So you found us. This collection of odd balls and nutcases some of us  home. Whither you're an old hand, or a fresh fish to roleplaying; You will likely find what you are looking for. Either way there's a few things that you should be made aware of.


First of all, you have likely realized that your name is a different color than everyone else's. The yellowish  simply means your new. Unfortunately it comes with some limitations, however it is fairly easy to graduate to full member. All you have to do is be active; Easiest way is to mess around Downtown, play some games, hangout or ask some questions and you'll be orange in no time.

Now that that's outta the way, gotta point you in the direction of a few important things. First of course are the rules. These are pretty basic, but designed to ensure everyone has a good time. The Staff are *SUPER* helpful and are always willing to answer any questions. In the case that you suspect your question has already been asked there are a number of guides and FAQs. Including this one which includes the commands for making your posts more awesome. (I.E. spoilers, images, and links.)

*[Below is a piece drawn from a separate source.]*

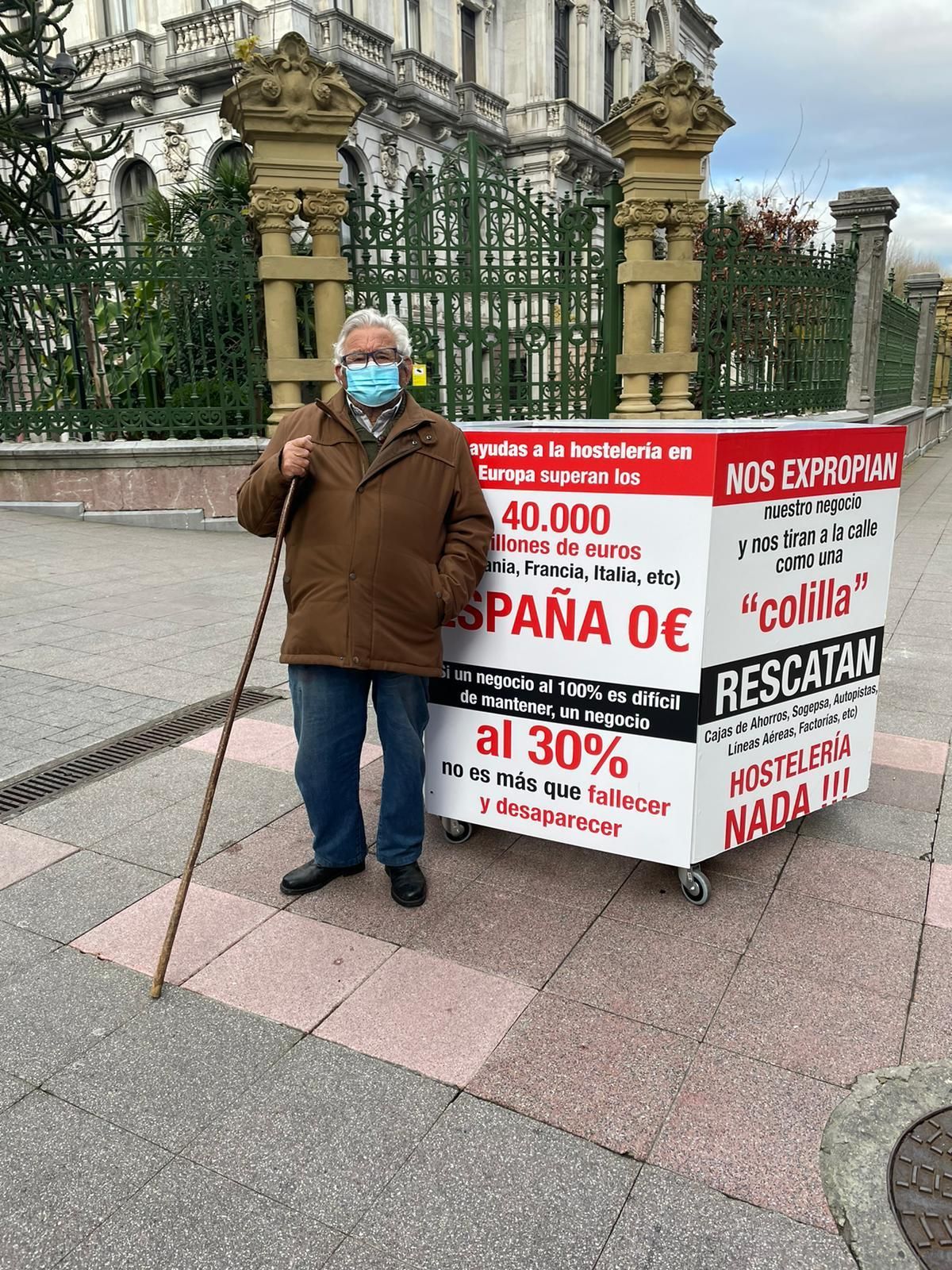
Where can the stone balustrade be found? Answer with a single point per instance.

So you are obviously here to do some roleplaying. If you see one you want to join, best thing to do is to post in the OOC thread asking if they are still accepting players. Most of our gm's tend to say yes, though some games actually fill up. If you are looking to recruit players for an rp you can look for interest here. If no one joins don't give up hope. Things could be slow, or players could be wary. Try joining an active existing rp and building up some rapport, or looking for a co-gm to help work the bugs out of your recruitment drive. 

If groups aren't your thing you can try the 1x1 section. The staff typically prefers you to post 1x1 requests in the private sector. (See what i did there?) This section tends to always be buzzing, so if your looking to build relationships to help get a group rp started this might be the place to look for friends.

There are other types of rps available. We do have a battle section where you can pit your character against others. There is also a world building section that you can use to build your own world or alter a fan favorite for you to run arouthoug; Keep in mind though, you need a committed group to even start a Persistent World.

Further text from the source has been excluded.